Sea Shepherd porte plainte

C’est pour ces raisons que Sea Shepherd a décidé de porter plainte auprès du parquet de Boulogne-sur-Mer (Pas-de-Calais). L’association exige que « toute la lumière soit faite », notamment concernant les causes de cette mortalité, « les conditions dans lesquelles les requins-marteaux ont été prélevés dans leur milieu naturel », celles dans lesquelles ils ont été « détenus » dans l’aquarium, l’attribution de « l’autorisation d’ouverture », ou encore la « vérification scientifique des arguments liés à la préservation de l’espèce » soulevés par la direction pour justifier l’élevage de requins.

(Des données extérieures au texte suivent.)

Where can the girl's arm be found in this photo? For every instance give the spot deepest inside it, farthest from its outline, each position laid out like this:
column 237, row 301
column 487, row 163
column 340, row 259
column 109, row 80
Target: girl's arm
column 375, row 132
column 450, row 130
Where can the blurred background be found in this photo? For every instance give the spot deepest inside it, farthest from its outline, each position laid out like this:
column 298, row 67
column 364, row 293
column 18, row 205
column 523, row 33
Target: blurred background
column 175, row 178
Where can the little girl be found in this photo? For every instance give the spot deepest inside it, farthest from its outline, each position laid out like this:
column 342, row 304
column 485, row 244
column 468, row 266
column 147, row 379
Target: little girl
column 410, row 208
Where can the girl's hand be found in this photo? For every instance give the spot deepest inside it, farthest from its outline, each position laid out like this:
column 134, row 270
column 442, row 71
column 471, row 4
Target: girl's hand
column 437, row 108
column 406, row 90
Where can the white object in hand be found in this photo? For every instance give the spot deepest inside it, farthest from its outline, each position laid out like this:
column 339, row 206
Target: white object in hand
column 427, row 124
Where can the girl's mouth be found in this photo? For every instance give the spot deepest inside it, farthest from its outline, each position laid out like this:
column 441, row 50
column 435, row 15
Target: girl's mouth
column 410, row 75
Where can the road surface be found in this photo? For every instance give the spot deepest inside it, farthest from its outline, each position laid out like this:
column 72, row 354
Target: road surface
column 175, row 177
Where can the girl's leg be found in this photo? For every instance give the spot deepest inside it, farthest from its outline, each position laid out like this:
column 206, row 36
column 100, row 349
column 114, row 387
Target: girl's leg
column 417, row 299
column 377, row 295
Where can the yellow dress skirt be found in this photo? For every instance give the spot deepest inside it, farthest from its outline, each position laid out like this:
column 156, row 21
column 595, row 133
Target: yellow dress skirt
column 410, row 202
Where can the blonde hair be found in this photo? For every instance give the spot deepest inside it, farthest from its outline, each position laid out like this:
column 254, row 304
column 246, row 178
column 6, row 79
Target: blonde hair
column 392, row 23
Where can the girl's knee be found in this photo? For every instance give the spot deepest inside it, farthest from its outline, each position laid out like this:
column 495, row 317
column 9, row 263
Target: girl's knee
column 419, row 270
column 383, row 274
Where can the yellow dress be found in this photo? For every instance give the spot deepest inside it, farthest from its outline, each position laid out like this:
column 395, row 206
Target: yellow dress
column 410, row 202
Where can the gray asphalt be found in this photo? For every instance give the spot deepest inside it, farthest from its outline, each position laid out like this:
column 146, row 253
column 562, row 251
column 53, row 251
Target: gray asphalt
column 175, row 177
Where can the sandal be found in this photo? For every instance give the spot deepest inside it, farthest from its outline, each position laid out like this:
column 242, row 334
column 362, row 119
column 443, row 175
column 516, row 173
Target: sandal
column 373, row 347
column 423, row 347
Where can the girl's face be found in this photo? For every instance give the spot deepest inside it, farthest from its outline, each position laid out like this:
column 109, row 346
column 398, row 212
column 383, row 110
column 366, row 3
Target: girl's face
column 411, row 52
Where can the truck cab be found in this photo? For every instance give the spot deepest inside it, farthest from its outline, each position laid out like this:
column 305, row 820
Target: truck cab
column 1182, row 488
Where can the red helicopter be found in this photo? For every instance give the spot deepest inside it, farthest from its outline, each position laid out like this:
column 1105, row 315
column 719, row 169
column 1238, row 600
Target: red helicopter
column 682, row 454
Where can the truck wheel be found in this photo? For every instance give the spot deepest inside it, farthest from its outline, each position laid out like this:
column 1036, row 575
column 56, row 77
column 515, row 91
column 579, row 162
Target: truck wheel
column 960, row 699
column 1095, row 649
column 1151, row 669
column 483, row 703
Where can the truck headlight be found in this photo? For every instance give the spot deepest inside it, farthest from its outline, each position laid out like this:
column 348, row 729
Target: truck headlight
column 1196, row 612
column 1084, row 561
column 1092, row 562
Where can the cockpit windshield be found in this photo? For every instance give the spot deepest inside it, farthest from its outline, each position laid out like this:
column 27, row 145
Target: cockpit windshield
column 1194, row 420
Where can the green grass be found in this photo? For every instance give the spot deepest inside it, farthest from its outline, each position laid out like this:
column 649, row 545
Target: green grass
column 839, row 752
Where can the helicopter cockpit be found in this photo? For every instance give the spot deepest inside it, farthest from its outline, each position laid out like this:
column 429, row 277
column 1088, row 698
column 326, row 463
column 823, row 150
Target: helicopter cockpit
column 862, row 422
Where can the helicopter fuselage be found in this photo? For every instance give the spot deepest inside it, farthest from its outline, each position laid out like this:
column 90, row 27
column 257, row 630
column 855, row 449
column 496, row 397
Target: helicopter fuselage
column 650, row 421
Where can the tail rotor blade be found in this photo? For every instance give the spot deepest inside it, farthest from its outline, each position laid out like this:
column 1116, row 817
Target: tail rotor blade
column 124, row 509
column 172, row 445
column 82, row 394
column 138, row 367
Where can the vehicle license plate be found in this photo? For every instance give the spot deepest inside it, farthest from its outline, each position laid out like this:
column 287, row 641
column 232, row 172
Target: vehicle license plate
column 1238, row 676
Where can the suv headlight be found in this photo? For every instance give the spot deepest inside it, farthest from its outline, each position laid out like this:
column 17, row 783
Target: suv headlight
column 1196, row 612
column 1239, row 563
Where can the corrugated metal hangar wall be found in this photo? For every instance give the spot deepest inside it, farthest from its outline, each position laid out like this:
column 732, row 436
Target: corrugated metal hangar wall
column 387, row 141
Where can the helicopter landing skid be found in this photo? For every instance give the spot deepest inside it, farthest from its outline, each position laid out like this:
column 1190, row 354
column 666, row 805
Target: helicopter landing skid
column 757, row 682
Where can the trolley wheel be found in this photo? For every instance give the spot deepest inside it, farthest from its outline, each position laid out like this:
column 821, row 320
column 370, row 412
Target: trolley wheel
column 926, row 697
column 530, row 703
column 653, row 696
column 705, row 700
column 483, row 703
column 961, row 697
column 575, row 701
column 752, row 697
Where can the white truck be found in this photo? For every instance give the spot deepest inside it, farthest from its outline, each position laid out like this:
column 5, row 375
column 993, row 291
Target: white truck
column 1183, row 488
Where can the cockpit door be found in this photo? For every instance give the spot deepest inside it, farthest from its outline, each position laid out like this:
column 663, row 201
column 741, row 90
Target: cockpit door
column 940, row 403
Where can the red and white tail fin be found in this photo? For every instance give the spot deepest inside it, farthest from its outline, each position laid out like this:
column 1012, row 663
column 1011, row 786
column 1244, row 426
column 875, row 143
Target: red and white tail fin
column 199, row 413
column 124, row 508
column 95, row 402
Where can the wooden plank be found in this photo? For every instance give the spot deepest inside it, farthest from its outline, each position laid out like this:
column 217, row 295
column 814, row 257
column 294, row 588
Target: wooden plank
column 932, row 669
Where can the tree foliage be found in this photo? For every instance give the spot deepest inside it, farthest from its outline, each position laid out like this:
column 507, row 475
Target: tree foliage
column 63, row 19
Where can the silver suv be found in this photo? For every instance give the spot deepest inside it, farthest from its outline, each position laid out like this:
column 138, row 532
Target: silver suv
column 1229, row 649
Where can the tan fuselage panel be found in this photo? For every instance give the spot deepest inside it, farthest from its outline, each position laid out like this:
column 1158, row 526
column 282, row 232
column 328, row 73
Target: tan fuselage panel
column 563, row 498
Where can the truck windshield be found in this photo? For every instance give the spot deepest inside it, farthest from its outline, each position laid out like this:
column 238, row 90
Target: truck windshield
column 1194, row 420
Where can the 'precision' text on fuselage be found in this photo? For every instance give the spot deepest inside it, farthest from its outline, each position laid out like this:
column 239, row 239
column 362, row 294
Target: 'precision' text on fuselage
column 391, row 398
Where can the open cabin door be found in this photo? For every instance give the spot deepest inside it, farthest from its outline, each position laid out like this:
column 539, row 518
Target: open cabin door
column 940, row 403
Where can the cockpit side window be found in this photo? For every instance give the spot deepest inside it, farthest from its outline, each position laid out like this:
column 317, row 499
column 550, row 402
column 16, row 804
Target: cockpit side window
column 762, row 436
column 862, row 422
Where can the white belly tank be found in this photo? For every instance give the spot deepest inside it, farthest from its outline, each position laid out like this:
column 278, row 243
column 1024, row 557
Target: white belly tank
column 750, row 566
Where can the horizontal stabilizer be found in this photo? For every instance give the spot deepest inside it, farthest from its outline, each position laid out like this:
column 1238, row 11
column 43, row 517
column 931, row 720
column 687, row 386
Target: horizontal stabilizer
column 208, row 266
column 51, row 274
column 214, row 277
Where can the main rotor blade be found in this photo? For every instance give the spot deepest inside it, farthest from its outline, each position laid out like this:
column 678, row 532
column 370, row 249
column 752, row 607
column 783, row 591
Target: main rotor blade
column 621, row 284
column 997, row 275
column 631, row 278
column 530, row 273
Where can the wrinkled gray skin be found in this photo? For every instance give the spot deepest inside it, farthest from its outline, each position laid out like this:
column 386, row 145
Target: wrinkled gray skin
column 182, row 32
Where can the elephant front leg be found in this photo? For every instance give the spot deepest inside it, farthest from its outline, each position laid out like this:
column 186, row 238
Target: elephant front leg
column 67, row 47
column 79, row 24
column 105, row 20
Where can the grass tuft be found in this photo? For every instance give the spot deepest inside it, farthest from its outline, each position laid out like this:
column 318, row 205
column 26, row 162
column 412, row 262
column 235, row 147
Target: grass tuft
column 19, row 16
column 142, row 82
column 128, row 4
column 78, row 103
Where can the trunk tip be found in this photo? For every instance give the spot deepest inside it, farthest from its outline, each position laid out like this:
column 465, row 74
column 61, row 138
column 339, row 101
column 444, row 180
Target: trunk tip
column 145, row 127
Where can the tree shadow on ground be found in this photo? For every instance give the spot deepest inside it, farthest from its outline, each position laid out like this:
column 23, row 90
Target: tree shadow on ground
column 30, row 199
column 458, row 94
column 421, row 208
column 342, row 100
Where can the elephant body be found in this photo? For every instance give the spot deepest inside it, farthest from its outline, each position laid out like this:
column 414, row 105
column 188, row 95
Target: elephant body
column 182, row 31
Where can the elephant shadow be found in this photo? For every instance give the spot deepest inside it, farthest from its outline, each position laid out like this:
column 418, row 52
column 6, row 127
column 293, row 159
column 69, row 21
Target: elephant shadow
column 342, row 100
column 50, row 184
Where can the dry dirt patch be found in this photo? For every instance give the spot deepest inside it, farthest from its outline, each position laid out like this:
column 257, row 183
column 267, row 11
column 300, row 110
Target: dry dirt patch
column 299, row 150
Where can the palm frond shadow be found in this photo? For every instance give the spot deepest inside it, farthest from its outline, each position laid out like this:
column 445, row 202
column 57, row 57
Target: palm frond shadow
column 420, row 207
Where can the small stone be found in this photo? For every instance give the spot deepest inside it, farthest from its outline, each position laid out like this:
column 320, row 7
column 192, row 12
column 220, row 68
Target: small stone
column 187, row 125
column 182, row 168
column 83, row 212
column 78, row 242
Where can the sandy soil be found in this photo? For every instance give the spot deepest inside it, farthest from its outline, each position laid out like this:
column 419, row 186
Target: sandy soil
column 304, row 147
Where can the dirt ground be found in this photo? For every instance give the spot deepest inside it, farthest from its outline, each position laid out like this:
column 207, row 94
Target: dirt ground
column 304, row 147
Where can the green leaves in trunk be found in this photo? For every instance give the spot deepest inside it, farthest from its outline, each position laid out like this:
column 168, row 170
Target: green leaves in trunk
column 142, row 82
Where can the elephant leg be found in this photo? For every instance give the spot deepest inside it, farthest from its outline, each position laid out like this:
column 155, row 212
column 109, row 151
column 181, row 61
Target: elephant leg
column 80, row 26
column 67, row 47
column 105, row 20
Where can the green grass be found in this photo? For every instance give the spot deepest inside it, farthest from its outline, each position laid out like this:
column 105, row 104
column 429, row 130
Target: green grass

Des causes toujours inconnues

Nausicaà a toujours justifié ces décès prématurés par l’âge des requins marteaux. « On prend toujours des juvéniles pour avoir un impact minimum sur l’environnement puisqu’ils ne sont pas encore en âge de se reproduire et qu’en mer, ils seraient statistiquement condamnés », avait déjà expliqué Philippe Valette à l’AFP. Ainsi, l’aquarium s’attendait à des pertes.

Nicolas Ziani, scientifique référent du Groupe phocéen d’étude des requins avait expliqué à l’AFP en février (lors d’une autre série de décès) que « cette espèce vit en haute mer et est très sensible à la manipulation, à l’apport en oxygène et à l’espace de nage ». Elle nécessite donc des bassins spécifiques et très grands. Le transport engendre également « un stress énorme qui peut tuer l’animal, d’autant plus s’il est juvénile et donc plus fragile ». Selon le spécialiste, le fait d’avoir cette espèce en aquarium est « vendeur pour l’établissement mais ne prend pas en compte les besoins biologiques de l’animal ».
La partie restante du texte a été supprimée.